Nasima, a young survivor leader, started the Indian Leadership Forum Against Trafficking (ILFAT) to try and change the situation. Today, it has become a network of 3,000 survivors who support each other in the battle against trafficking. “Our biggest problem is ostracism by our community. Even neighbours look at us with scorn and hate,” she says. “Many who escape or are rescued from sex work are addicted to gutka or alcohol and need counselling and support,” says Rina from South 24 Parganas, also a member of ILFAT.

Atma Ram Markandey, an ILFAT member from Chhattisgarh, was trafficked at a young age and later rescued by Jan Jagruti Kendra activists. Freed bonded labourers are entitled to state compensation, but the institutional mechanism meant to rehabilitate people did not work for him. “In cases like mine, documents have to be vetted by the district magistrate [before granting compensation]. In my case, as with hundreds of other boys, the District Magistrate refused because that would amount to an admission that bonded labour is prevalent in his district,” Markandey says.

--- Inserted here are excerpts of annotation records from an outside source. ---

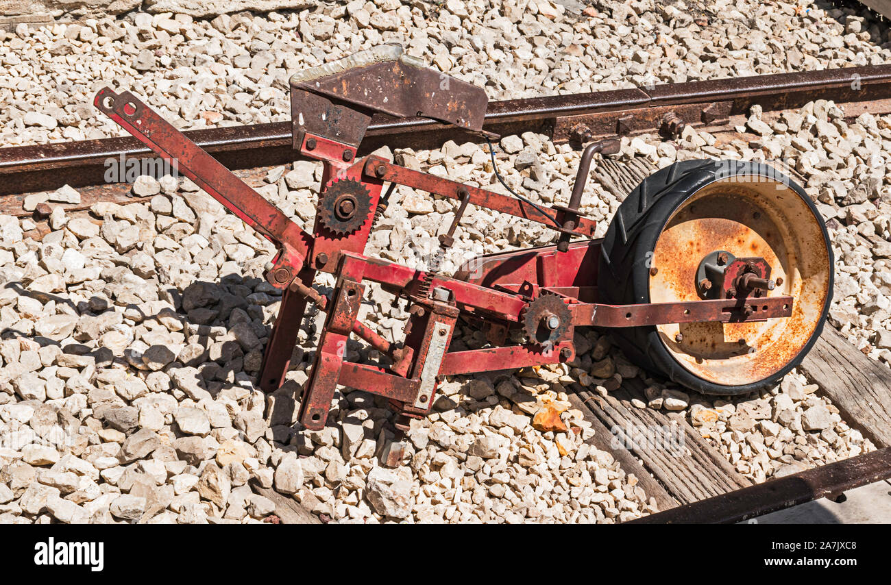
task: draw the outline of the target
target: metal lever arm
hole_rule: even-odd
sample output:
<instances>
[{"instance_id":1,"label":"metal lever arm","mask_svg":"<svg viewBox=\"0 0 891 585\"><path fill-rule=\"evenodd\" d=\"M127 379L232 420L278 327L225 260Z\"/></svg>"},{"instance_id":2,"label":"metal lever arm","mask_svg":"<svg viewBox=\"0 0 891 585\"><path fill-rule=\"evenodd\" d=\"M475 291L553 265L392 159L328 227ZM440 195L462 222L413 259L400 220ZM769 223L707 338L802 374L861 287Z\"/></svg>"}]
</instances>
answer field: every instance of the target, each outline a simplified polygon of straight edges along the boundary
<instances>
[{"instance_id":1,"label":"metal lever arm","mask_svg":"<svg viewBox=\"0 0 891 585\"><path fill-rule=\"evenodd\" d=\"M303 267L313 237L129 92L101 89L94 105L276 245L266 280L285 288Z\"/></svg>"}]
</instances>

What survivors need is a financial package,” says Ram Mohan Nimmaraju, secretary of HELP, an NGO, in Andhra Pradesh. HELP has led a crowdfunding campaign to raise money for survivors to hire lawyers or file appeals in higher courts. “Girls who were trafficked can only be rehabilitated with institutional support from governments. Few parents can understand the ordeal their child has been through. Rather, they keep chiding her for dressing a certain way, eating gutka, and so on. The girl feels she is back in jail and wants to escape from their scrutiny,” Nimmaraju explains. Rescued and escaped girls therefore need psychological counselling and also enough money to buy essential items.

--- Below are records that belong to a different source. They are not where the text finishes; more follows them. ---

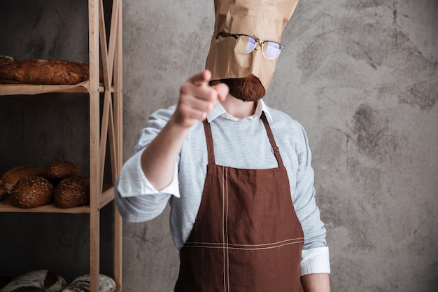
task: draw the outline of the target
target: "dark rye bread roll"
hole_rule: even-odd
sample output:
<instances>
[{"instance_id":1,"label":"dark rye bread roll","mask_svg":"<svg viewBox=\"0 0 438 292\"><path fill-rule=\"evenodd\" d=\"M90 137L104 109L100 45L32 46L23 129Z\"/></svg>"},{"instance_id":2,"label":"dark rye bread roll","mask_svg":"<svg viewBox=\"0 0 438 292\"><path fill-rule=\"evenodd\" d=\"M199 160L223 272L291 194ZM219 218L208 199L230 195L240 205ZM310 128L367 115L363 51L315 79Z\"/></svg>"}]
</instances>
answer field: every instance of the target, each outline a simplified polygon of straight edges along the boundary
<instances>
[{"instance_id":1,"label":"dark rye bread roll","mask_svg":"<svg viewBox=\"0 0 438 292\"><path fill-rule=\"evenodd\" d=\"M71 176L82 175L79 167L69 161L55 161L45 167L45 177L55 183Z\"/></svg>"},{"instance_id":2,"label":"dark rye bread roll","mask_svg":"<svg viewBox=\"0 0 438 292\"><path fill-rule=\"evenodd\" d=\"M59 292L65 279L48 270L32 271L13 279L1 292Z\"/></svg>"},{"instance_id":3,"label":"dark rye bread roll","mask_svg":"<svg viewBox=\"0 0 438 292\"><path fill-rule=\"evenodd\" d=\"M12 187L20 179L30 176L43 176L44 169L33 165L20 165L8 170L1 176L3 188L10 193Z\"/></svg>"},{"instance_id":4,"label":"dark rye bread roll","mask_svg":"<svg viewBox=\"0 0 438 292\"><path fill-rule=\"evenodd\" d=\"M99 291L114 292L115 291L115 282L114 280L106 275L100 274L99 277ZM85 274L77 277L62 289L62 292L90 292L90 275Z\"/></svg>"},{"instance_id":5,"label":"dark rye bread roll","mask_svg":"<svg viewBox=\"0 0 438 292\"><path fill-rule=\"evenodd\" d=\"M52 202L53 194L53 185L46 179L42 176L23 177L12 188L10 202L20 208L34 208Z\"/></svg>"},{"instance_id":6,"label":"dark rye bread roll","mask_svg":"<svg viewBox=\"0 0 438 292\"><path fill-rule=\"evenodd\" d=\"M71 208L90 203L90 178L84 176L63 179L55 190L55 205Z\"/></svg>"}]
</instances>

The Victim Compensation Scheme has to be streamlined,” Raptan says. Fortunately, the judiciary is becoming more sensitive to survivors, she says. Recently, a 17-year-old rescued girl was given the highest compensation ever, Rs. 9 lakh, through the assistance of the District Legal Services Authority in West Bengal.

According to data tabled by the Ministry of Home Affairs in Parliament in 2019, the number of traffickers who are arrested every year is rising. In 2014, around 8,220 people were arrested in connection with human trafficking, which grew to 10,080 in 2015 and 10,815 in 2016. Yet, the conviction rates for human trafficking remain low and in 2016, when 11,000 people were arrested for the offence, only 160 were convicted. Therefore, the problem is not just of whether laws exist but how well they work. A large part of the responsibility for this lies with state governments, which have to formulate effective policing strategies to prevent traffickers from kidnapping youngsters or threatening the survivors of this heinous crime.

The author is a freelance journalist. The views are personal.